Like the fictional town of Lake Woebegon created by the American satirist Garrison Keillor where all the children are above average, it has long been a curious fact that no province has let its reported GDP fall below the national average. Local officials’ promotions depend on measures of local economic development. It is no surprise that they add up the numbers in a way that reflects the best possible light on themselves. Nor is that a uniquely Chinese trait.
China’s national GDP figures are more solid, though no economist would pretend they are perfect in either their accuracy or consistency despite efforts to improve them in recent years, many led by Li as it happens. You just can’t manage an economy the size of China’s without accurate data.

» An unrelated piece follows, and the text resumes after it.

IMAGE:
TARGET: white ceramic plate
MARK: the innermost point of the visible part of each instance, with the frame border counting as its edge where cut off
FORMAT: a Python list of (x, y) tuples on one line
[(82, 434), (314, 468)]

Nor can China play the bigger role it seeks in multilateral organizations to which it has to report standardized data.
Li, who made his reported comments to the U.S. ambassador at a dinner in Beijing, was talking specifically about his own province but said he got a better sense of its pace of economic growth from monitoring economic activity that could be metered free of a political filter, such as electricity consumption, rail freight volumes and loan disbursements.